1. Mittendorf E, Evans DB, Lee JE, et al. Pheochromocytoma: Advances in genetics, diagnosis, localization, and treatment. Hematol Oncol Clin North Am. 2007;21(3):509–525.

2. Lender JW, Pacak K, Walther MM, et al. Biochemical diagnosis of pheochromocytoma: Which test is best? JAMA. 2002;287:1427–1434.

3. Vargas HI, Kavoussi LR, Bartlett DL, et al. Laparoscopic adrenalectomy: A new standard of care. Urology. 1997;49:673–678.

ADDITIONAL READING

• Karagiannis A, Mikhailidis DP, Athyros VG, et al. Pheochromocytoma: An update on genetics and management. Endocrine-Related Cancer. 2007;14:935–956.

• Lenders JW, Eisenhofer G, Mannelli M, et al. Phaeochromocytoma. Lancet. 2005;366:665–675.

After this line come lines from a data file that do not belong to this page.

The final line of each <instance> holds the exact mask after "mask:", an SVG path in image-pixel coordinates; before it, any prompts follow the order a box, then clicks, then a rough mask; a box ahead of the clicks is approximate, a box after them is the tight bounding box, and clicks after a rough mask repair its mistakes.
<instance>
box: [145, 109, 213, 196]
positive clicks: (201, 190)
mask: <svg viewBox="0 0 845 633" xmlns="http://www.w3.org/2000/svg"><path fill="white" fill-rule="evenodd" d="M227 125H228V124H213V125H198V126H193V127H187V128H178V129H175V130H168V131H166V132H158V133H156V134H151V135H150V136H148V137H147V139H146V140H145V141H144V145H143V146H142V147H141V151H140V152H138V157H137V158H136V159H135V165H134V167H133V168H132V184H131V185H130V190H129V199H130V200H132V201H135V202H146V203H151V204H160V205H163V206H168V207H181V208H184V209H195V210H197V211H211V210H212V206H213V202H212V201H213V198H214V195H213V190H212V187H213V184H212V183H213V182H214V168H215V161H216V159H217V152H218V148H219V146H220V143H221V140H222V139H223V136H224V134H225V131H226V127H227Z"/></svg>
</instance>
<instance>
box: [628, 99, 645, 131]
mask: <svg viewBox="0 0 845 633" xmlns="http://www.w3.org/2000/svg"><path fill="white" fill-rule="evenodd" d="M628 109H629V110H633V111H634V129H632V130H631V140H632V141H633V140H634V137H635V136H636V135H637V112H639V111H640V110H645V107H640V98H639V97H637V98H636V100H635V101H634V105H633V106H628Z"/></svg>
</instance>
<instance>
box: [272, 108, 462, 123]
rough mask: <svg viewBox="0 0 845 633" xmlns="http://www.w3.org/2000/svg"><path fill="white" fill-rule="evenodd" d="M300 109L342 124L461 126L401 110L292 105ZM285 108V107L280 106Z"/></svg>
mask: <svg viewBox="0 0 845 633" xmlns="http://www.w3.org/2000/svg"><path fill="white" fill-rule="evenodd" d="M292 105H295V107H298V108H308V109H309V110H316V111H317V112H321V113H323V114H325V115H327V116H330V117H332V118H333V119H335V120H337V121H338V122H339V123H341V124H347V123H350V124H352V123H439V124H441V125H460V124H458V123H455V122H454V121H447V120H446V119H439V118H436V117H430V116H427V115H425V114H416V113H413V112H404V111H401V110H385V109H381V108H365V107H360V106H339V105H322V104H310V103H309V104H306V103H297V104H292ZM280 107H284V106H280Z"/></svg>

• Pacak K, Eisenhofer G, Ahlman H, et al. Pheochromocytoma: Recommendations for clinical practice from the 1st International Symposium. Nat Clin Pract. 2007;3:92–102.

See Also (Topic, Algorithm, Media)

• Adrenal Mass

• Adrenal Mass, Algorithm

• Multiple Endocrine Neoplasia (MEN I and II)

• Pheochromocytoma Image

CODES

ICD9

227.0 Benign neoplasm of adrenal gland

ICD10

• D35.00 Benign neoplasm of unspecified adrenal gland

• D35.01 Benign neoplasm of right adrenal gland

• D35.02 Benign neoplasm of left adrenal gland

CLINICAL/SURGICAL PEARLS

• Hydration and adequate α-adrenergic blockade preop is mandatory.

• Laparoscopic adrenalectomy treatment of choice with early control and ligation of adrenal vein.